Verbraucherzentrale gibt Spartipps für die Heizsaison

Abends und vor jedem Verlassen der Wohnung alle Heizkörper-Thermostate runterzudrehen, lohnt sich. Aber man muss dran denken und es auch wirklich regelmäßig machen.

Für vergessliche, eilige oder einfach komfortbewusste Energiesparer bieten sich deshalb programmierbare Thermostate an. Die können auch Mieter einfach gegen die normalen Thermostatköpfe austauschen. Die alten Modelle aber auf jeden Fall aufbewahren! Natürlich kosten die Thermostate erstmal Geld – ab circa zehn Euro aufwärts. Aber wenn nur sie den Weg zur Temperaturdisziplin ebnen, rechnen sie sich schnell. Ob eine Vernetzung und Steuerung zum Beispiel per Smartphone auch Sinn ergibt, hängt von individuellen Nutzungsfragen ab.

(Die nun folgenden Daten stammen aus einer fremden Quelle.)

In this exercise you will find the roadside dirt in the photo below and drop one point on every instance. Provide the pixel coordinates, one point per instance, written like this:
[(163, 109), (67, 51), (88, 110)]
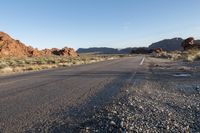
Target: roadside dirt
[(152, 100)]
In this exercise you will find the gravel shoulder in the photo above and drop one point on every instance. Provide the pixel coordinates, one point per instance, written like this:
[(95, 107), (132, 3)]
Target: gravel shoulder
[(114, 96), (154, 99)]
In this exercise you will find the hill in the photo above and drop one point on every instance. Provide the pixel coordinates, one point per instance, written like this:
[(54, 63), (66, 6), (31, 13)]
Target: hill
[(104, 50), (168, 44)]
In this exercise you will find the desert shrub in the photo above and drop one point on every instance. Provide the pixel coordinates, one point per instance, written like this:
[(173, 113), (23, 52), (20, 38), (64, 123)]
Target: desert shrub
[(3, 65)]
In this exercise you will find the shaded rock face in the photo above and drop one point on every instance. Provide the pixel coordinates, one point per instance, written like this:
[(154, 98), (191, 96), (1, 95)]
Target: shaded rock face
[(67, 52), (142, 50), (14, 48), (158, 50), (190, 43), (10, 47)]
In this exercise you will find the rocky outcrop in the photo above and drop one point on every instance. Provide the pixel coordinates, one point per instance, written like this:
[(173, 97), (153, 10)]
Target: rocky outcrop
[(190, 43), (10, 47), (168, 44)]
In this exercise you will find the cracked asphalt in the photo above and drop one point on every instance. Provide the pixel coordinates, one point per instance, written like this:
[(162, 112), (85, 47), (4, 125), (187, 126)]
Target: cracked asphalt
[(131, 94)]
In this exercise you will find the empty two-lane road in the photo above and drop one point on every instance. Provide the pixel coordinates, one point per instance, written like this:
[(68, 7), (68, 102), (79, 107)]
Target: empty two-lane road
[(36, 97)]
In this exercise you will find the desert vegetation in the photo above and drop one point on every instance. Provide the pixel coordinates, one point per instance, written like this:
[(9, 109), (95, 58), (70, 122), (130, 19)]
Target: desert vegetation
[(10, 65)]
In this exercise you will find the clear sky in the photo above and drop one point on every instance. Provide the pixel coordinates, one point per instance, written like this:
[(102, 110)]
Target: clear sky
[(101, 23)]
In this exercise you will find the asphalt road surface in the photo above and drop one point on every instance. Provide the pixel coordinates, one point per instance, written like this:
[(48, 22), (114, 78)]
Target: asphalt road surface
[(66, 99)]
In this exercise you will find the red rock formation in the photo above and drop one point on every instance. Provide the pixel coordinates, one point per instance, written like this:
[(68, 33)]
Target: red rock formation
[(188, 43), (14, 48), (158, 50), (67, 52)]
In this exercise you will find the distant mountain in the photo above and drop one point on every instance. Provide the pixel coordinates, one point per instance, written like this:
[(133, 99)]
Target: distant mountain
[(197, 41), (168, 44), (104, 50)]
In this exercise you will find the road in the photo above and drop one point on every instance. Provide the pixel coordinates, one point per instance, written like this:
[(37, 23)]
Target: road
[(53, 100)]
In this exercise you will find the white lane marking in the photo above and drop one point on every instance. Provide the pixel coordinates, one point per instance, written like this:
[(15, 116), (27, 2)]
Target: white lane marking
[(182, 75), (142, 61)]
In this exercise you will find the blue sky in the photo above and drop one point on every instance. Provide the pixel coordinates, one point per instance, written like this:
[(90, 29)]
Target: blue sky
[(99, 23)]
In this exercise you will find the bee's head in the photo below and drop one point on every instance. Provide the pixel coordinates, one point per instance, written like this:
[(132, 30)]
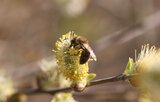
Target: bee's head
[(77, 42)]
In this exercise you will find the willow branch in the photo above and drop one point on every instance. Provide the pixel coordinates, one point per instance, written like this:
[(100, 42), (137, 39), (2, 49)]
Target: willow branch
[(120, 77)]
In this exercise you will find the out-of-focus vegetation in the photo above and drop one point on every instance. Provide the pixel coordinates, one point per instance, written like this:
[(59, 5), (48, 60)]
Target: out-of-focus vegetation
[(29, 29)]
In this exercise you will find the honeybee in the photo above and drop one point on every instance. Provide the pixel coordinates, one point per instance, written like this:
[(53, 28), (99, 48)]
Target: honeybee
[(80, 42)]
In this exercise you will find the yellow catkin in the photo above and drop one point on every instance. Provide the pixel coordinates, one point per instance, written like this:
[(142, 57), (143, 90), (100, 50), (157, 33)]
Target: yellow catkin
[(68, 58)]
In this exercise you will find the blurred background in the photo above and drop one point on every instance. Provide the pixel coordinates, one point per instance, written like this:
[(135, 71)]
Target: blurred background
[(114, 28)]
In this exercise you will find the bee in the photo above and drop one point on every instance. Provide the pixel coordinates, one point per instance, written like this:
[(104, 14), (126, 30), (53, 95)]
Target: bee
[(80, 42)]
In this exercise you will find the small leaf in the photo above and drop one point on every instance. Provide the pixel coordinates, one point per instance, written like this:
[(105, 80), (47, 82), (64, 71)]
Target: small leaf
[(129, 68)]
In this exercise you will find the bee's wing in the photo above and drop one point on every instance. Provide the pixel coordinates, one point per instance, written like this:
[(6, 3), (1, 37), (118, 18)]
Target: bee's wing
[(91, 51)]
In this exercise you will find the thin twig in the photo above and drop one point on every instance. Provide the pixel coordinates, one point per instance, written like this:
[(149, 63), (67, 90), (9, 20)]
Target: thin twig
[(92, 83)]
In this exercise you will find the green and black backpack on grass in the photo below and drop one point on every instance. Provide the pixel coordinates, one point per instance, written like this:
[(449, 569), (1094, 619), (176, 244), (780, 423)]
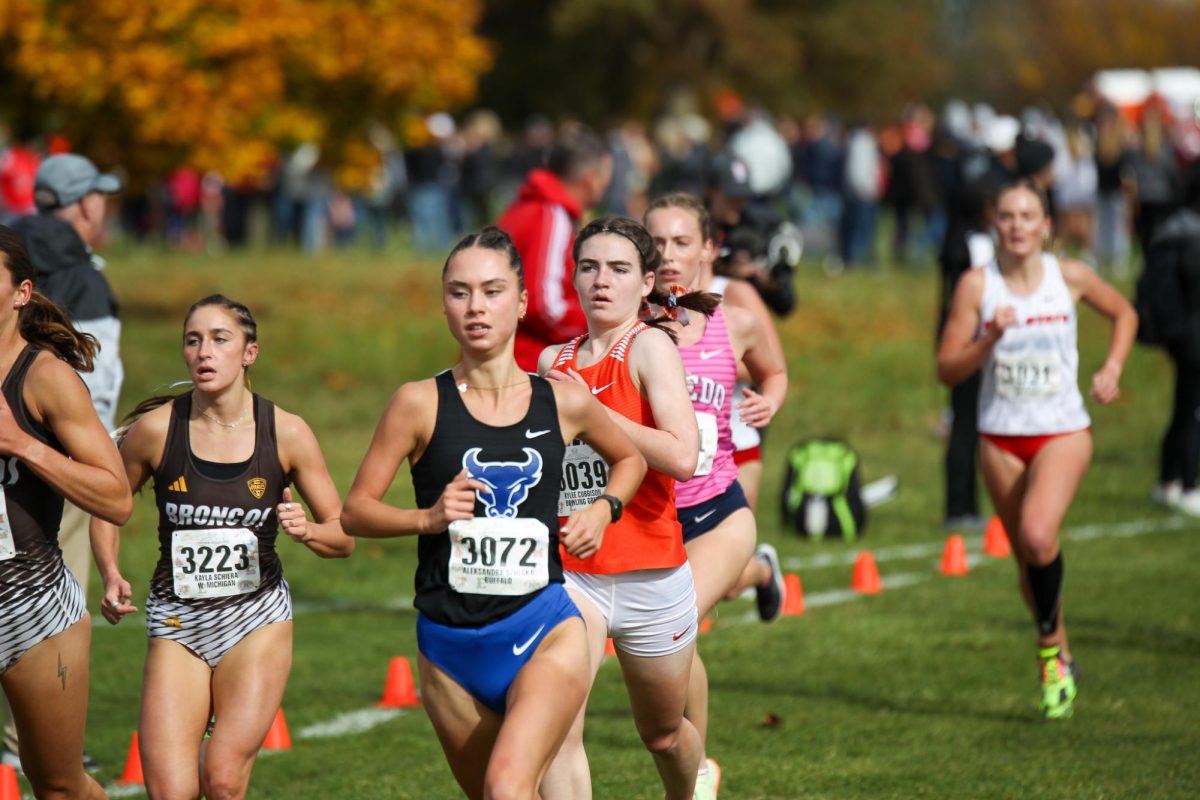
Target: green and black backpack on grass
[(821, 491)]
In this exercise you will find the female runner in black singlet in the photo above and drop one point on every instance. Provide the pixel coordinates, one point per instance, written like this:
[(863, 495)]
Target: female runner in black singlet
[(503, 653), (219, 612), (52, 446)]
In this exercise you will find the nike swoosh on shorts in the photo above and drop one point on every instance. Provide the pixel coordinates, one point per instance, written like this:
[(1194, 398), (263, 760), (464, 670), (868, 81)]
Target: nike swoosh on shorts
[(519, 649)]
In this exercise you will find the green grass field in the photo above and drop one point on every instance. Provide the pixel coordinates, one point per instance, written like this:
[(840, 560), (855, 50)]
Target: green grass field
[(928, 690)]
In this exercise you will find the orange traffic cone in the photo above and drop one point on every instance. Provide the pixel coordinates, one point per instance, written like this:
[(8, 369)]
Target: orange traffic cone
[(954, 557), (867, 575), (9, 787), (277, 738), (399, 692), (995, 540), (793, 595), (132, 774)]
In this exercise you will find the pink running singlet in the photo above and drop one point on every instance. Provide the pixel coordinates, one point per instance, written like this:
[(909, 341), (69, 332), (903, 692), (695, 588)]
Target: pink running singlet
[(712, 374)]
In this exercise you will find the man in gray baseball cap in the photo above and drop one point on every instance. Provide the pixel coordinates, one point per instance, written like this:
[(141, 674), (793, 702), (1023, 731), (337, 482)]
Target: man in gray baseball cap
[(66, 179)]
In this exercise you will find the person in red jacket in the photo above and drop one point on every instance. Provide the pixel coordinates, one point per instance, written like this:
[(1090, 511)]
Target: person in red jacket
[(541, 222)]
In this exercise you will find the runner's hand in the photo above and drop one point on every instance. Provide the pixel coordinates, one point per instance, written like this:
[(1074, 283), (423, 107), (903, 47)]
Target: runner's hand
[(115, 603), (1005, 318), (292, 518), (457, 501), (1107, 385), (755, 409), (583, 530)]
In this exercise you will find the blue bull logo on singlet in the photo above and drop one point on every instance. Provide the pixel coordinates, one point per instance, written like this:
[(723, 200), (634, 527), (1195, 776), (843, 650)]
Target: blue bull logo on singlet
[(508, 481), (706, 390)]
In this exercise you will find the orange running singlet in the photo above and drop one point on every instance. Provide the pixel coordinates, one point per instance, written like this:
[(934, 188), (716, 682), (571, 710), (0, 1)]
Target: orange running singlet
[(648, 535)]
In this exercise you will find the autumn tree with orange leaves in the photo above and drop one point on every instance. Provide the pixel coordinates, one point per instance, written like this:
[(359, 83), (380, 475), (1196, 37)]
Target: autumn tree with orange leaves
[(223, 84)]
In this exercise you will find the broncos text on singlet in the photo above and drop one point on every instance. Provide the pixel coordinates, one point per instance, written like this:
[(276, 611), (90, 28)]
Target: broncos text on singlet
[(712, 374), (31, 509), (216, 537), (484, 569), (1030, 385), (648, 535)]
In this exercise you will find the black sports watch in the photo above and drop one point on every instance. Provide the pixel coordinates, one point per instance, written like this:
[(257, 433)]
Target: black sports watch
[(617, 505)]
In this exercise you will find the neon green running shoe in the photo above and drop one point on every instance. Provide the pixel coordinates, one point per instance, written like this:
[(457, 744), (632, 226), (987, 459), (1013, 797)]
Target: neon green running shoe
[(1057, 684), (708, 781)]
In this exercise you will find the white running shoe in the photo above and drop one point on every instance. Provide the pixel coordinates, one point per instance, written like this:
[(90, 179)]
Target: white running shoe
[(1167, 494), (1188, 503)]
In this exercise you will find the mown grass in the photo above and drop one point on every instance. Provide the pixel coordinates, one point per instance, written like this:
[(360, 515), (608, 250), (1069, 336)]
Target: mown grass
[(927, 691)]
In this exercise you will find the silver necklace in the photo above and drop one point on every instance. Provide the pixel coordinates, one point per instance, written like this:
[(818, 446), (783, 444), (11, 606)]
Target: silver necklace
[(228, 426), (462, 386)]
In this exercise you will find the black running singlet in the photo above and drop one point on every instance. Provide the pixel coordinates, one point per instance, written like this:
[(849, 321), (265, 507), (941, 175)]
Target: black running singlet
[(216, 537), (483, 570), (33, 509)]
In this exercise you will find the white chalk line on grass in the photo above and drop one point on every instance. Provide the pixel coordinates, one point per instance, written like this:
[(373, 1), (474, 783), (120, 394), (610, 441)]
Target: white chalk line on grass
[(363, 720), (929, 549)]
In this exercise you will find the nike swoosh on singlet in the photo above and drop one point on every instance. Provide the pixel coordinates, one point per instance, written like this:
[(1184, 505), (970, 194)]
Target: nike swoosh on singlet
[(517, 650)]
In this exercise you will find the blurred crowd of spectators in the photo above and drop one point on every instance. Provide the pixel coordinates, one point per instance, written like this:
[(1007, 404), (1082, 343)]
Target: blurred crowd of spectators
[(1113, 175)]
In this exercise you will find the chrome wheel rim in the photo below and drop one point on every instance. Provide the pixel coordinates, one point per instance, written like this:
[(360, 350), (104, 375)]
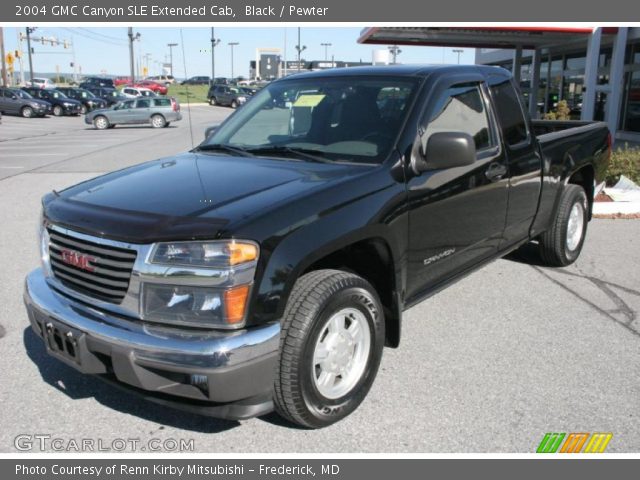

Fragen zum Energiesparen - auch mit kleinem Investitionsaufwand - beantwortet Ralf Siegmund, Energieberater für die Verbraucherzentrale am Donnerstag, den 12. Dezember 2019 ab 14.00 Uhr in der Stadtverwaltung Lengerich, Tecklenburger Str. 2/4. Eine vorherige Terminvereinbarung bei der Stadtverwaltung ist erforderlich unter 05481-33555.

Die kostenlose Energieberatung der Verbraucherzentrale findet in Lengerich jeden 2. Donnerstagnachmittag im Monat statt. Sie wird gefördert vom Bundesministerium für Wirtschaft und Energie.